You also need a `metric.ordered' file - this speeds up the finding of pairs. In /SCRIPTS/PATHSAMPLE/ there is a program to convert the metric file and produce a metric.ordered file, `getmetricordered.f90'. However, you won't normally want all minima in the `metric.ordered' file. Ideally, this is a list of minima in the main basin to which connection attempts should be made, usually the main basin can be defined by an high energy cutoff. Running disconnectionDPS with the keyword BASINT followed by a particular energy gives the results of a basin analysis at this energy in a file `basins'. `getmetricordered.f90' will produce a `metric.ordered' file from `metric' and `basins', if you set the required input arguments. The metric and metric.ordered files must be constructed manually and are currently not updated during a run when minima are added to the database. Different metrics are required for different systems.

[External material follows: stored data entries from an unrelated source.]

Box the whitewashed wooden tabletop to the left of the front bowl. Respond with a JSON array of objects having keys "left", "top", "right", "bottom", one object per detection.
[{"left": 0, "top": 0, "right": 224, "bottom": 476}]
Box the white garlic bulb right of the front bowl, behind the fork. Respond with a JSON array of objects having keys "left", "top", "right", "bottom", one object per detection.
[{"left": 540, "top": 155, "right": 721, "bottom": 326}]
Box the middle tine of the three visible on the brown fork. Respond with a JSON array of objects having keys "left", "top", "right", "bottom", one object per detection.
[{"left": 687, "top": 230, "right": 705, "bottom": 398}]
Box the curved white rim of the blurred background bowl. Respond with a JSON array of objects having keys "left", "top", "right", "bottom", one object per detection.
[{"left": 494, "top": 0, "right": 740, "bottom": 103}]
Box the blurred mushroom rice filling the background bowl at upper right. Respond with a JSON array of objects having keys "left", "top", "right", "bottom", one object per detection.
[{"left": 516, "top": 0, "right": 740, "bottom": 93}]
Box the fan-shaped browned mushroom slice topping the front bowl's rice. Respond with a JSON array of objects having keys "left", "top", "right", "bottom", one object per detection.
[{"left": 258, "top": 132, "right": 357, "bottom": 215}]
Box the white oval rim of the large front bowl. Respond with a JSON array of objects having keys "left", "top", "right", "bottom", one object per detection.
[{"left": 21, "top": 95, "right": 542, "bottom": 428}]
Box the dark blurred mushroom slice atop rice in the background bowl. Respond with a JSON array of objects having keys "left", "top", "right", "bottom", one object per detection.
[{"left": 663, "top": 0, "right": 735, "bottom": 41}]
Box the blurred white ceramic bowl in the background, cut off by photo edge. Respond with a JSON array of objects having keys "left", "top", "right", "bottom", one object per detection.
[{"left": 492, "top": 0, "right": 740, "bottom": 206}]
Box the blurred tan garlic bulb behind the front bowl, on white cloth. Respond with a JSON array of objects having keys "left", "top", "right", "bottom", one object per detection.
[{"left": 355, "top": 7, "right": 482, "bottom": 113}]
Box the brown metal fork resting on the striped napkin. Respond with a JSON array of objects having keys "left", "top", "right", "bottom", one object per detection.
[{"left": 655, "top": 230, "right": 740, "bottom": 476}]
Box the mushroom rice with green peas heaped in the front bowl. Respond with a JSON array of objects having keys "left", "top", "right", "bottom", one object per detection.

*USEPAIRS Epathfile*: pairs of minima are chosen for connection attempts based on the order of local minima specified in file`Epathfile`, which must have the format of a`PATHSAMPLE``Epath`output file 9as generated by*DIJKSTRA*, etc. This keyword is intended to follow a*DUMMYTS*run, where the stationary point database has been refined using*BHINTERP*or*BISECT*runs in`OPTIM`. The dummy`ts.data`and`pairs.data`files must be renamed or removed before the*USEPAIRS*run. The pairs of minima are first chosen to be the adjacent structures from the list, then second-neighbours, until all possible pairs have been tried. This keyword can also be used to specify a list of pairs to attempt to connect. See the MAKEPAIRS keyword to help assemble`Epathfile`in this case.